Douglas
Adams
Completed 1/9/2020,
Reviewed 1/10/2020
4 stars
This is a
reread for my book club. The last time I
read this book was after the BBC series was aired on PBS way back in the early ‘80s. I loved the series and I loved the book. Almost forty years later, I thought the book
was okay. I think there are several
reasons for that. For one, I loved the
British humor of the time, specifically Monty Python and Doctor Who. Douglas Adams actually wrote several of the
Tom Baker Doctor Who episodes. Second, it
was new. Every absurdity was a
surprise.
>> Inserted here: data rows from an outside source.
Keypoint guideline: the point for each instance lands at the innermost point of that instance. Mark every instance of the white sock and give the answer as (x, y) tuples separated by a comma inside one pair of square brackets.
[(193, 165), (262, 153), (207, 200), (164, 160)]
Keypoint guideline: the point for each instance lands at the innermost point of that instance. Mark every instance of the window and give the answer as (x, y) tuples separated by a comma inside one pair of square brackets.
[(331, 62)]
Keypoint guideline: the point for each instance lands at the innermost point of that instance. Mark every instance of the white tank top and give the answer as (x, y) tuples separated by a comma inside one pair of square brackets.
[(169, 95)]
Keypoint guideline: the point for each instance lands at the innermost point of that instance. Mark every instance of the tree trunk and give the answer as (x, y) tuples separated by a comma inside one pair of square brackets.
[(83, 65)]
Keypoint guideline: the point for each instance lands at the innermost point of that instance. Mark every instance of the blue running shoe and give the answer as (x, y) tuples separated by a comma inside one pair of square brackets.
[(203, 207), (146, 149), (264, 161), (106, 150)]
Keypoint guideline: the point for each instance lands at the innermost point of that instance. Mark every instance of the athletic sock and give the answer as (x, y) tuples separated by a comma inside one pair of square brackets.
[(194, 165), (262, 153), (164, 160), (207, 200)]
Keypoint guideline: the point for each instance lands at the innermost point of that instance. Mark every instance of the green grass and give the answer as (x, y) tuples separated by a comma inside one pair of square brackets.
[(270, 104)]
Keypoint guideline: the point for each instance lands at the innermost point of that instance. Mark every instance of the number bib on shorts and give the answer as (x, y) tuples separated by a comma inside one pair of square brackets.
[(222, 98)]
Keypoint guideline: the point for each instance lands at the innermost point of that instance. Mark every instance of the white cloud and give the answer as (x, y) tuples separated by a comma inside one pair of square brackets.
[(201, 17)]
I couldn’t believe the things
that Adams could come up with: the
dolphins, the white mice, the sperm whale.
Now, absurd British humor seems old hat.
It rarely seems fresh anymore, only derivative. Also, the jokes in this book are so iconic
that nothing surprised me.
Arthur Dent
is a hapless, very British human who is whisked off the Earth by alien Ford
Prefect seconds before the Earth is destroyed by a Vogon construction fleet to
make way for the Pan-Galactic Super Highway.
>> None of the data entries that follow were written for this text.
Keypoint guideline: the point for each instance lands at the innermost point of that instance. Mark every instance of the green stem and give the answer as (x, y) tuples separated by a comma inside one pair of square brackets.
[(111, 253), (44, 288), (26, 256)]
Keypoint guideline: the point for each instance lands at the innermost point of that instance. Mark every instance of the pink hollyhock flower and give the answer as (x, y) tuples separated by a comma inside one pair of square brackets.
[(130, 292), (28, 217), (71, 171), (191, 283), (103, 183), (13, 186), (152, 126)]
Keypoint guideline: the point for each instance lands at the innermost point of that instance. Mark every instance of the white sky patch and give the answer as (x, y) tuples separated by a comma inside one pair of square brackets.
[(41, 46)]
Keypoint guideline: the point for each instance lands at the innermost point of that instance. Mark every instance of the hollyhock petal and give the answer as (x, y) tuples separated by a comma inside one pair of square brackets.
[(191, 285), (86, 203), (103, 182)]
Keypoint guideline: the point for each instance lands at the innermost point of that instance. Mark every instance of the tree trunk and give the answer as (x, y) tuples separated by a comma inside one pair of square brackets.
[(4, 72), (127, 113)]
Using their hitchhiker device, the pair are eventually picked up by
Zaphod Beeblebrox, the president of the Galaxy, and Trillian, an Earth woman Arthur
tried to pick up at a party once. Zaphod
is on the run for stealing a spaceship and in search of the greatest treasure
in the universe. In their search, Arthur
learns of the real purpose of the Earth and of the secret hidden in his brain.
As I read
the book this time, I still thought the plot was very imaginative. It has numerous twists and turns and was not
predictable at all. I have not read a
book outside the Hitchhiker series that had this much creativity since. Yes, there have been funny books, but this has
an extreme level of absurdity surpassed only by the non-linearly connected skits
of Monty Python.
The
characters are not wooden, but they are not fleshed out too well. The book is (as are all in the series) quite
short, so there is not enough time to really make you feel like you know all
the characters. You eventually pick up
their personalities by their reactions to all the crazy situations they get
into. Arthur is great. There’s nothing more enjoyable than the staid
Brit who is confronted by absurd situations.
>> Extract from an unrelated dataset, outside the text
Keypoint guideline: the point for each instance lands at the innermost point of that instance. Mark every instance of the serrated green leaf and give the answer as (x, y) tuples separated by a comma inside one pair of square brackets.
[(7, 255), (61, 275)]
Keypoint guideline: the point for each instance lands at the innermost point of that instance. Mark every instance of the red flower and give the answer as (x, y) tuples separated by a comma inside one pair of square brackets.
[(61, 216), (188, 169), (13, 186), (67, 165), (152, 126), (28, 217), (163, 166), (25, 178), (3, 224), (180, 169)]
I thought Ford Prefect (named after a model of the Ford automobile) was
a little lackluster, not really the perfect counterpoint to Arthur’s
exasperation that I remember. And while
Zaphod and Trillian are also major characters, I didn’t think they were really
fleshed out. Perhaps they will be as I
get through the series.
I had a hard
time appreciating the jokes. I think
that’s because they are so iconic, as I pointed out above, that I remembered
almost all of them. I guess that’s a testament
to the humor, that these jokes entered the cultural zeitgeist and remains permanently
etched in my mind. I remember some of
the obscure things, like the optimum number of buffers in DOS 2.0 being 42, a
number chosen because the developer loved the book. In the intro to the edition I read, Neil Gaiman
provides a list of the references that have entered the culture.
I’m quite
sure that when I first read the book, I would have given it five stars. Now, on the reread, I wanted to give it three
stars out of five. I don’t know if that’s
fair, because I think after all this time with the book permanently etched in my
mind, I couldn’t appreciate how original this was when it first came out. So, I’m giving it four stars to honor my
original reaction to the book averaged out with my current experience. I’ll still read the rest of the series, as I
have acquired the digital omnibus edition of all five books, and even though I
had books four and five, I never read them.
His books are quick reads so I’m sure I’ll get through them all in the
next couple of months, in between a bunch of other books on my TBR list.